One World Nepal update

Here is an update about the awesome production of The Laramie Project: Ten Years Later that runs from May 19 to May 27th. Their cast shared some pictures from their grand dress rehearsal on May 16th that you can view on this Facebook page. https://www.facebook.com/pg/OneWorldTheatre/photos/?tab=album&album_id=814856708680261

Here are three excellent trailers for the production. They feature moments from the play and also excerpts from the Nepali LGBTQ+ stories.
Trailer #1: https://www.youtube.com/watch?v=8Eyl-fXOdXs&feature=youtu.be
Trailer #2: https://www.youtube.com/watch?v=7Y37qviPgus
Trailer #3: https://www.youtube.com/watch?v=iFapAL0gx0I

Here are some sentiments from the cast about their experience with the show and about LGBTQ+ culture in Nepal’s society.

Pragyan: 
What’s especially great [about this production] is that we’re incorporating stories from Nepali LGBTIQ people- which gives people outside the community a lens into how life is like for them in a Nepali context.

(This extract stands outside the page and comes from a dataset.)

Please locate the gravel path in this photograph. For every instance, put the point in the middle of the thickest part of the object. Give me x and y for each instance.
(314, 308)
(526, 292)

Achanchha: Heteronormativity is so blindly internalized in our society, that even if someone were to feel differently, they would probably push it aside or made to do so as a passing phase, an imitation, if not coercion. The reason we need to show this play in Nepal…is in order to normalize the idea that being LGBTI is synonymous to being human, and eventually hoping it doesn’t need a separate label.

Justin: My character (Aaron McKinney) brings a perspective that is unfortunately all too common around the world, which is a hatred for gay people. It’s important to learn from these characters what our society is doing wrong. As Father Roger says in the play, “They have to be our teachers. How did you learn? What did we as a society do to teach you that?”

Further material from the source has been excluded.